Who Will Pay?

With health-care legislation looming, Posner worries about the debt:

At first it was argued that health-care reform would more than pay for itself by the savings in health-care costs that it would generate. No one argues that any more. Now the argument is that at least the savings will pay for the cost of the program--and fewer people are arguing that with a straight face. If the health-care plan is enacted, the government's fiscal dilemma will probably be even graver than it is now. The need for a general tax increase will be all the more urgent--and it has just been taken off the table.

Or has it?

The President is a lawyer. Lawyers are masters of equivocation. Perhaps what has been taken off the table is just increases in income tax rates until the economy recovers from the current depression. Perhaps the door has been left ajar for other forms of tax increase, such as a federal value-added tax; cutting deductions (which do not affect the nominal tax rate); and increasing federal income tax rates in a year or two, when (one hopes) the Gross Domestic Product will have returned to its trend line.

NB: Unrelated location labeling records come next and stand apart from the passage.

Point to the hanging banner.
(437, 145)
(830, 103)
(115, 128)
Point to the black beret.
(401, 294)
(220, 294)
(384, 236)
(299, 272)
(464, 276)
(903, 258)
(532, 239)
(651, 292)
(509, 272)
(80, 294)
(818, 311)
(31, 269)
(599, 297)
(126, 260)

I hope there is this running room; the alternatives seem either less feasible politically (such as cutting spending) or more harmful to the nation--as Summers and Geithner must know.

Daniel Indiviglio shares his concerns but downplays any fear of US insolvency by pointing to this new credit-rating report. I can certainly see the need for VAT down the line. And sooner rather than later, if expanding healthcare insurance works.